Tesco’s takeover of Booker has been given the go-ahead by the Competition and Markets Authority (CMA).
This follows the competition watchdog’s examination of all the submissions it received since the deal was given provisional clearance in November.
The CMA concluded that Tesco, as a retailer, and Booker, as a wholesaler, do not compete head-to-head in most of their activities.
It also decided that, although Booker supplies shops that do compete with Tesco, the wholesaler couldn’t directly influence this competition as retailers are free to set their own prices and choose which lines to stock.
As part of its investigation, the CMA surveyed hundreds of retailers which showed that most shops use more than one wholesaler and frequently switch. A quarter of symbol group retailers and a third of independent shops switched at least once a month.
In addition, almost half of symbol group retailers surveyed and more than a third of independent retailers said that if Booker were to raise prices after the merger with Tesco, they might stop buying from Booker altogether. And only around a fifth would continue buying the same volumes from Booker, alongside their other wholesalers.
Given Tesco’s influence generally in the retail sector, the CMA also examined whether the merged company could raise prices or reduce service quality at either the wholesale or retail levels. It found that existing strong competition in wholesale and retail made this unlikely.

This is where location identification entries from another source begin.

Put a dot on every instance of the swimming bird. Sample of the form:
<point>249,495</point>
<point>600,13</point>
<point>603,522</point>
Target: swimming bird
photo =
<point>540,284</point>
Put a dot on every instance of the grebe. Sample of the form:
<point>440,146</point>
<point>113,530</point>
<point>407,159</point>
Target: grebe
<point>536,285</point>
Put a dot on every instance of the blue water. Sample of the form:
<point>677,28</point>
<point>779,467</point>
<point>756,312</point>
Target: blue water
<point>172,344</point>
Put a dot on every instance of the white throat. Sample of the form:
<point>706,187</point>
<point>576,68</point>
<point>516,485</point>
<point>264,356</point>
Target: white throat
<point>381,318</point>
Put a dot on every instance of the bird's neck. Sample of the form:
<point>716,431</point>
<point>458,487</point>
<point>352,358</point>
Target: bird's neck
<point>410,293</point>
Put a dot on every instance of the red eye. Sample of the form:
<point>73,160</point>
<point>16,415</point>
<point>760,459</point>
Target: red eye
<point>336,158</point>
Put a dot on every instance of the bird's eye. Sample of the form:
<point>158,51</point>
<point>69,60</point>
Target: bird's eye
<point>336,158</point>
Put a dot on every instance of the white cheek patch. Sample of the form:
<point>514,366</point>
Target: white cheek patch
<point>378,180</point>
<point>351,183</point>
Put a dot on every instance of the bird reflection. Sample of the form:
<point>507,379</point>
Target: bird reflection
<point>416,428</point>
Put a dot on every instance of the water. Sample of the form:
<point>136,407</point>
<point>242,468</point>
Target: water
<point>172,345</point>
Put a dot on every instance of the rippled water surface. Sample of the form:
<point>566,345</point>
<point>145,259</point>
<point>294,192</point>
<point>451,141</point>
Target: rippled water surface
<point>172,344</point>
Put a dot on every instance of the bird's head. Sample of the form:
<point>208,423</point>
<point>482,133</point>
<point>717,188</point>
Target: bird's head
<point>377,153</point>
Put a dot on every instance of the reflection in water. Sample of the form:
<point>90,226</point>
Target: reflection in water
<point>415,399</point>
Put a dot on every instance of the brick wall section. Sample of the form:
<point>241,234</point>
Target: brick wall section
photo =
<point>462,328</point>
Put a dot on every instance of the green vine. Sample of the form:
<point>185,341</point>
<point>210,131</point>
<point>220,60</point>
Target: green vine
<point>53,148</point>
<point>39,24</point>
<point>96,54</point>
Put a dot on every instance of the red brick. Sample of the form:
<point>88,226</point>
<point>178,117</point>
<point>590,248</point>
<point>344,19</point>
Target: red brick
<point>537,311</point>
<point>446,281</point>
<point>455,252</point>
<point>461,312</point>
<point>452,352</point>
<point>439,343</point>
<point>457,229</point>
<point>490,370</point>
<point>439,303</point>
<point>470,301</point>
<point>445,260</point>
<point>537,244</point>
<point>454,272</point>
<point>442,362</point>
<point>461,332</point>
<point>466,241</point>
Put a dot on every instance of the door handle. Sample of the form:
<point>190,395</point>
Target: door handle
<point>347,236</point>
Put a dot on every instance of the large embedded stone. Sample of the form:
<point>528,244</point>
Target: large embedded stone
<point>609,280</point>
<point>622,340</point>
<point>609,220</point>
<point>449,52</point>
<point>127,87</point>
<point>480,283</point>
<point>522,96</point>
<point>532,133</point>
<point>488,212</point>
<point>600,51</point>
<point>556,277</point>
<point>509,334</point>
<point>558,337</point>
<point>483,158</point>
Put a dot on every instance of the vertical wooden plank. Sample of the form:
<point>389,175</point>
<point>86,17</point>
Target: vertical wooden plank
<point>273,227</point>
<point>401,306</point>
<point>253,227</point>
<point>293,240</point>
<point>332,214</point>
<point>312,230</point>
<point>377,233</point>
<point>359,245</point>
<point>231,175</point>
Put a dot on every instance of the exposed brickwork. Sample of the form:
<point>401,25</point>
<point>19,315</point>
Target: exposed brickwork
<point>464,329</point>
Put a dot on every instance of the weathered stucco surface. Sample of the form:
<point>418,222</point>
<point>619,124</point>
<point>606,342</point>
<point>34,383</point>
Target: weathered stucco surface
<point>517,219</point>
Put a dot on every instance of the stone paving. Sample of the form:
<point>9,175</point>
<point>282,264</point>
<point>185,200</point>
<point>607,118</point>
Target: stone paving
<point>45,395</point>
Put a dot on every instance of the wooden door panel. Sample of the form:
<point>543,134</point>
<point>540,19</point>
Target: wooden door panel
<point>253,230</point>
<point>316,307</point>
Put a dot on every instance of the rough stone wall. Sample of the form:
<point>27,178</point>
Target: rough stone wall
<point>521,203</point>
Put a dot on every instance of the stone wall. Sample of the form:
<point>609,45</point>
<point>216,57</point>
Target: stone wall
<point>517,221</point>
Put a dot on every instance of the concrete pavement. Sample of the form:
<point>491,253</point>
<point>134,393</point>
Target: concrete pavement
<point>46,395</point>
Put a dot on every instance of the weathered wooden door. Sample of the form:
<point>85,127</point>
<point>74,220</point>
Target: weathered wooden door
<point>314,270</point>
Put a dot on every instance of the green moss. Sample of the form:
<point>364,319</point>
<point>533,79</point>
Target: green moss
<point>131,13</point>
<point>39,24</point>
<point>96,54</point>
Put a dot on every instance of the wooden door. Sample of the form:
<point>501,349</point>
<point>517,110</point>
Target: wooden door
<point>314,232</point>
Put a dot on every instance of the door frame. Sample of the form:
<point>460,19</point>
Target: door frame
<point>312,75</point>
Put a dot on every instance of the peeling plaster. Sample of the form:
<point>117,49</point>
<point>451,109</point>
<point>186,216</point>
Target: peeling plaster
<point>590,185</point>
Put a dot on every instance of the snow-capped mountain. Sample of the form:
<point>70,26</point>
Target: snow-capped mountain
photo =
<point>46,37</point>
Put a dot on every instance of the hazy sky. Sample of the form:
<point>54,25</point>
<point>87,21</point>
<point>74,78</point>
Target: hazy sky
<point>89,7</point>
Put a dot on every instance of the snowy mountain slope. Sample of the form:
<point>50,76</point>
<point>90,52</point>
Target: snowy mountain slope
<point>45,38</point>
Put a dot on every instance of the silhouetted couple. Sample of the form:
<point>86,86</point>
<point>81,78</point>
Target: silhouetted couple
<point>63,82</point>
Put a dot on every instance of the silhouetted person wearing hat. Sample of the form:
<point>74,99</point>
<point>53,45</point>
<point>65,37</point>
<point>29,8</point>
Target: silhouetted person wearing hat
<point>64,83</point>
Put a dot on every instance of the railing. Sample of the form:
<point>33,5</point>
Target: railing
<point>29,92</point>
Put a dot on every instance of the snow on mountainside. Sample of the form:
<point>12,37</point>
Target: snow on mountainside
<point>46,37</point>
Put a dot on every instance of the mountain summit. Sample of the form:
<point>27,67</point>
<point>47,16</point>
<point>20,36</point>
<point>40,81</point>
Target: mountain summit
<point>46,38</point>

The CMA also noted that if Booker could get keener prices for its goods from suppliers, this might actually intensify competition in the wholesale market, leading to cheaper prices for the shoppers and caterers Booker supplies.
Simon Polito, Chair of the inquiry group, said: “We have carefully listened to feedback from retailers and wholesalers who operate in what are highly competitive UK retail and wholesale sectors. Retailers have told us that they shop around for the best prices and service from their wholesaler, and we are confident that this will continue after Tesco buys Booker.
“This has been an important investigation for us. Millions of people use their local supermarket or convenience store to buy their groceries or essentials, so it is vital that they have enough choice to secure the best deal for them. Having examined the evidence in depth, we are satisfied this will remain the case following the merger.”